Esta foi uma sessão legislativa marcada pela instabilidade no Governo. O trabalho parlamentar foi condicionado por isso?
Tivemos uma sessão legislativa de facto atípica. Porque foi longa, iniciou se em Março do ano passado e está a acabar agora. Atípica porque, pela primeira vez em muito tempo, tivemos uma guerra aqui às portas da Europa e isso implicou mais uma crise económica a que tivemos que responder, com grande impacto nos preços da energia, com grande impacto no preço dos alimentos e que tudo isso também trouxe, concomitantemente o aumento das taxas de juro e o aumento do custo do crédito habitação. Houve certamente neste período, entre Dezembro do ano passado e agora Março, Abril deste ano, um conjunto de acontecimentos lamentáveis e que, naturalmente, no momento podem servir para distrair, distrair os portugueses, distrair-nos a todos nós daquilo que são os problemas. Mas no essencial, as pessoas chegam ao final do mês e têm as dificuldades que têm em pagar as suas contas. Aquilo que temos procurado fazer, com muito foco, é podermos aumentar os rendimentos, responder aos preços da energia e dos alimentos e superar esta crise da habitação. Não podemos dizer que a crise está superada, mas houve respostas muito concretas. Temos hoje uma inflação já mais baixa; com o IVA Zero conseguimos pôr um travão a sério no preço dos alimentos; com mecanismo ibérico e outros, conseguiu-se também pôr os preços da eletricidade a contribuir muito para a redução da inflação; na habitação é mais difícil, pois as taxas de juro são o que e o impacto económico financeiro é grande, mas está a ser implementado o subsídio de renda e as renegociações dos créditos, eliminando os obstáculos que a banca estava a criar. Eu diria que sim. Teve um impacto sobre todos nós naqueles meses, mas o foco em conseguir arranjar respostas aos problemas manteve se e acho que hoje as pessoas agradecem essas respostas. Os problemas não desapareceram, o trabalho para continuar.

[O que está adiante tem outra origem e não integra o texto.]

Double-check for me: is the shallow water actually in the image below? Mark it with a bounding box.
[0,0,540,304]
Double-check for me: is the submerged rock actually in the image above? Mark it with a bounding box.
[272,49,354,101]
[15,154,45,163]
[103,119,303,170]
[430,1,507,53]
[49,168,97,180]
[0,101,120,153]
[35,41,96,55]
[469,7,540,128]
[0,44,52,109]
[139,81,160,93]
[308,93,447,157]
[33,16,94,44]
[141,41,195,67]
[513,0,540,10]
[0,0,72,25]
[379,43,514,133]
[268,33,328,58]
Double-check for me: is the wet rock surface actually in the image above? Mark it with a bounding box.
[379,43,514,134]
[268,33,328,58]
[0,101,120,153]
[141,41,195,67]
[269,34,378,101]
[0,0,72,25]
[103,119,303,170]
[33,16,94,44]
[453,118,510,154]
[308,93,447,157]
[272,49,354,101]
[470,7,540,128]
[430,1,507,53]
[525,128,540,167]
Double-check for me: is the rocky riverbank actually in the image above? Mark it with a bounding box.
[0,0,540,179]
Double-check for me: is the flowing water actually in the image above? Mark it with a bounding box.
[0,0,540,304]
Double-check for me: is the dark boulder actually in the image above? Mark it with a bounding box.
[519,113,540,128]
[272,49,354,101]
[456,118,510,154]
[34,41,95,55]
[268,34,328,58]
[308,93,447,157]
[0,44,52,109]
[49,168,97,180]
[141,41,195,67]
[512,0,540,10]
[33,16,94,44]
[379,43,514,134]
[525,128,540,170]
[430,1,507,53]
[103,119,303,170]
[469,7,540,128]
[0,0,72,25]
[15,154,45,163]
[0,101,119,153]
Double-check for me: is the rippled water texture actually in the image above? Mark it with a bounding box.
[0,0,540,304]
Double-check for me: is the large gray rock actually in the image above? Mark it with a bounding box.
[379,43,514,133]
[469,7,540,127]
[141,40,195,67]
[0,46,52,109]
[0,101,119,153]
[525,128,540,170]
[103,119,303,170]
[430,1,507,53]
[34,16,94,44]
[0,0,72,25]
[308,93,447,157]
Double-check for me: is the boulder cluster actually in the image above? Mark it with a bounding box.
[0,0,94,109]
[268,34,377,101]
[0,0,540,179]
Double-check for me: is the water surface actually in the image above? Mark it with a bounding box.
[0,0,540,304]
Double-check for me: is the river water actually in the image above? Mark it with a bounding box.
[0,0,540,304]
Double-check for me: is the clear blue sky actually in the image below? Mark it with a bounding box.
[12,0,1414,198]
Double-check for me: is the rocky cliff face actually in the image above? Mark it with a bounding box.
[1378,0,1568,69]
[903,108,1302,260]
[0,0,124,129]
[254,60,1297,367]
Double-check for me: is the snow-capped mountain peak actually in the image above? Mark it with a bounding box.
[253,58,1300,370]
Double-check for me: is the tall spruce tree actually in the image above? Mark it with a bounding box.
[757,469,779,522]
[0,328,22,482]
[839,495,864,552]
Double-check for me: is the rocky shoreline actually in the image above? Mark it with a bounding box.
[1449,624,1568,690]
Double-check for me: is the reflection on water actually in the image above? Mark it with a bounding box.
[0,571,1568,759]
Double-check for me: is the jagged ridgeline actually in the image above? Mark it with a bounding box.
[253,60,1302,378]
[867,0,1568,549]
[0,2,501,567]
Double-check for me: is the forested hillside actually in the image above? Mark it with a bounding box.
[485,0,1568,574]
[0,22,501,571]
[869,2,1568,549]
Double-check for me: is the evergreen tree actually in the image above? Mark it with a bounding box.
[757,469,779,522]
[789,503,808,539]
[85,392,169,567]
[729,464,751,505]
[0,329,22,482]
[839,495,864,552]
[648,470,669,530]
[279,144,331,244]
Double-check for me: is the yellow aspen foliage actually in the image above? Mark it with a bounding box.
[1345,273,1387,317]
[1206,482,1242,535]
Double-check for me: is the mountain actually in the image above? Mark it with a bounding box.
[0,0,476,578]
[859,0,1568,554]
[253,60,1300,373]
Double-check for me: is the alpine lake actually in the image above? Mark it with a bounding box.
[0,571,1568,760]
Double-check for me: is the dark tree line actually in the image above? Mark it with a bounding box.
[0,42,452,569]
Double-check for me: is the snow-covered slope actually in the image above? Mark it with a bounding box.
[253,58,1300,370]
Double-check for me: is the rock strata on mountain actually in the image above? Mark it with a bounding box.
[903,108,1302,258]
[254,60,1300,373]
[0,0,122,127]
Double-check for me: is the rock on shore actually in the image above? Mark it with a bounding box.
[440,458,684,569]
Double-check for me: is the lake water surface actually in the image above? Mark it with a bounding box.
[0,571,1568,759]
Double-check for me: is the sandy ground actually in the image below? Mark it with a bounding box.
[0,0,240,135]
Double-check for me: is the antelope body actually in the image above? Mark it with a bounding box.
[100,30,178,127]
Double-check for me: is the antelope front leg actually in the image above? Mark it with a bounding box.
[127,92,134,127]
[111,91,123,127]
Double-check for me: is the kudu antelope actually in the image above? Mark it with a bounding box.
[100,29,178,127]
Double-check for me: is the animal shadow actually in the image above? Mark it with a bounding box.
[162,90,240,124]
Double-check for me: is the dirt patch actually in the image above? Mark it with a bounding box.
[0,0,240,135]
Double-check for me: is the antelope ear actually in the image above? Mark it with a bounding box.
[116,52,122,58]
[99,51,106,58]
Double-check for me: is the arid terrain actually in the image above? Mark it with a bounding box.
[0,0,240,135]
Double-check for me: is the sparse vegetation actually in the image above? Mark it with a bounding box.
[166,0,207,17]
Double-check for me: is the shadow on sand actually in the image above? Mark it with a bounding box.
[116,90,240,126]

Mas a sucessão de casos e casinhos preocupa-o, num governo de maioria absoluta com ano e meio de legislatura?
As sondagens valem o que valem, mas se há uma coisa que nos dizem muito claramente é que, na sequência destas várias crises, os portugueses não perderam confiança no PS e no Governo. Apesar de tudo, continuam a encarar o PS como o melhor partido para liderar o nosso país. E isso deve-se a um historial de conseguirmos cumprir promessas e melhorar a vida das pessoas. Não é como dizia o Luís Montenegro, que o país está melhor, mas as pessoas não; as pessoas, de facto, também estão melhor. Não podemos dar-nos por satisfeitos. Os salários têm de subir mais, mas as pessoas estão a sentir na sua vida esse impacto. O Presidente da República falou na árvore [e nos ramos mortos que a atingem]. A verdade é que esta árvore tem um tronco e umas raízes bem fortes e bem sólidas.
Mas não o preocupa esta turbulência?
Olhamos para esta sucessão de crises e a pergunta que lhe devolvo é: o que faríamos diferente? Estaria preocupado se tivéssemos um governo de maioria absoluta que não assumisse as suas responsabilidades, um governo que não procurasse esclarecer os problemas quando eles surgem; ficava preocupado se vivêssemos numa espécie de república das bananas que não recuperava o computador que um adjunto, que tinha sido exonerado, decidiu levar para casa no dia em que foi demitido. Isso, sim, seriam questões preocupantes. O PS teve essa abertura de chamar toda a gente ao Parlamento para as coisas serem amplamente escrutinadas. A maioria apenas pode ser de confiança se for transparente e não tiver nada a esconder. Isso não significa que podemos dar-nos por satisfeitos apenas a gerir a crise do presente. Temos de conseguir imprimir um rumo reformista ao país. Temos de conseguir arranjar novas respostas.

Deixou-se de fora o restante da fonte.